Disbarred lawyer begs Supreme Court for another chanceBy Marlon Ramos
Philippine Daily Inquirer
A lawyer has appealed a Supreme Court ruling disbarring him for maligning Justices Antonio Carpio and Lourdes Sereno after he lost a claim against the shuttered Urban Bank.
Magdaleno Peña, the incumbent mayor of Pulupandan, Negros Occidental, was taken off the roll of attorneys after he accused Carpio, now the acting Chief Justice, of depriving him of his right to due process when the high court ruled against him in his claim for P28.5 million in compensation for legal services he said he rendered to the bank.
Peña said Carpio, who penned the ruling favorable to the bank, did not allow him to file a comment before the decision became final. He said this constituted a “culpable violation” of the Constitution.
He also blasted Carpio for supposedly providing an advance copy of the Nov. 13, 2002, ruling to the lawyer of the bankrupt Urban Bank.
Peña denounced Sereno for refusing to inhibit herself from the disbarment case. He said Sereno owed her appointment to the high court to Carpio’s influential law office, touted as “The Firm.”
On June 13, the court threw out Peña’s complaint against Carpio and Sereno for lack of merit. It said the disbarred lawyer failed to present “extrinsic factual evidence to support” his accusations.

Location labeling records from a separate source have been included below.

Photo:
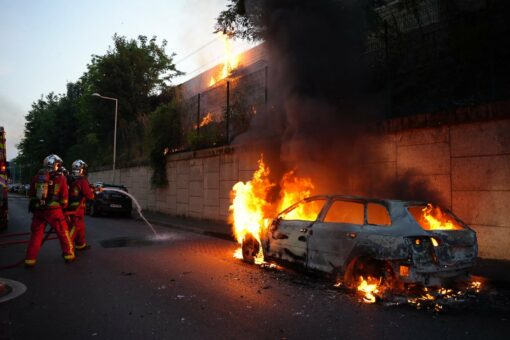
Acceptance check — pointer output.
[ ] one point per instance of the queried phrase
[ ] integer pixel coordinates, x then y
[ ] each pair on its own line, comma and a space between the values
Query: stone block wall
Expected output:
468, 164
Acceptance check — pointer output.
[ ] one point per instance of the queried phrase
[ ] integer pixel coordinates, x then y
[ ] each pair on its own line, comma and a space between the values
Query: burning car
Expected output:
403, 242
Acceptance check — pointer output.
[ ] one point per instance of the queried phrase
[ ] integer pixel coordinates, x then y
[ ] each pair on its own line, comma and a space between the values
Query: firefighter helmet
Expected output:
53, 163
79, 168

In ordering Peña’s disbarment on April 17, the court said the mayor had failed “to give due respect to the courts and his fellow lawyers.”
The court added that Peña’s “conduct, demeanor and language with respect to his cause of action—in this court, no less— tend to undermine the integrity and reputation of the judiciary, as well as inflict unfounded accusations against fellow lawyers.”

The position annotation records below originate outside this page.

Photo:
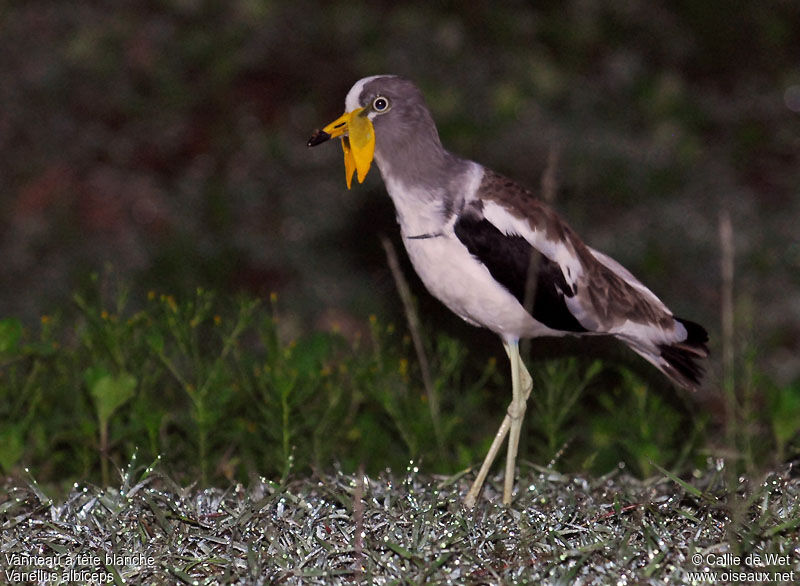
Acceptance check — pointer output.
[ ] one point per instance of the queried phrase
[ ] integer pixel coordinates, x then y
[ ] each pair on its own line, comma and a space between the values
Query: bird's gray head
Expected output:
385, 118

In his motion for reconsideration, Peña said that if the court continued to “turn a blind eye” to this anomaly, “then its members shall themselves be guilty of violating the same oath as lawyers by consenting to falsehood.”
“(I) cannot seriously hope to be reinstated as a member of the Philippine bar as long as the members of this (court), as an ‘old boys club,’ continue to adhere to misplaced professional courtesy by protecting one of their own, rather than the truth,” he said.
In seeking to overturn his disbarment, Peña attached an affidavit of “expert witness” Fe Malou Castelo who worked as a stenographer of the high court from 1997 to 2006.
Castelo said she scrutinized the documents pertaining to the court’s Nov. 13, 2002, resolution which granted Urban Bank’s motion for clarification.
The order, penned by Carpio, stopped the sale of Urban Bank’s 85 condominium units and its shares in Makati Sports Club Inc., the proceeds of which were supposed to go to Peña as payment for legal services he purportedly rendered to the bank in 1994.